Revenue growth technology applications in PE-backed companies include:
- E-commerce platform buildouts that open direct-to-consumer channels alongside existing wholesale relationships
- Customer relationship management systems that improve retention and increase repeat purchase rates
- Digital marketing infrastructure that lowers customer acquisition costs through better targeting and attribution
- Pricing optimization tools that identify margin improvement opportunities without volume loss
Technology-Enabled Customer Experience Improvements
Customer retention is cheaper than customer acquisition. Technology investments in customer experience, service speed, and product quality consistency reduce churn. Lower churn produces more predictable revenue. More predictable revenue supports higher exit valuations.
ZCG deploys Haptiq Technologies and Solutions, its 300-plus-person technology division, to support digital transformation across its companies. The platform was founded 20 years ago and manages approximately $8 billion in AUM. It brings implementation resources that most individual companies cannot afford to build internally. That capability gives ZCG’s companies faster access to technology improvements at lower execution risk.
Building Technology Capability Within PE-Backed Companies
Technology investment during the hold period creates value in two ways. It improves financial performance during ownership. It also makes the business more attractive to the next buyer.

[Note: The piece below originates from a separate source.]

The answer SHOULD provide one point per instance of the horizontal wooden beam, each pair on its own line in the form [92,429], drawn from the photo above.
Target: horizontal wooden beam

Strategic buyers and later-stage PE funds pay premium multiples for companies with modern technology infrastructure. A business with integrated systems, clean data, and digital revenue channels commands a better price. A comparable business running on legacy platforms does not.
The ZCG Team structures technology investment as part of the initial value creation plan for each company. Priorities get set at entry based on the gap between current capability and acquirer expectations.
This pre-sale positioning approach changes how technology investment gets funded and sequenced during the hold period. Projects that improve financial performance and exit readiness simultaneously get prioritized. Projects with long payback periods that do not improve the sale narrative get deferred.
How technology drives value creation in private equity is ultimately about execution discipline. The tools matter less than the clarity of the financial objective each technology investment must achieve.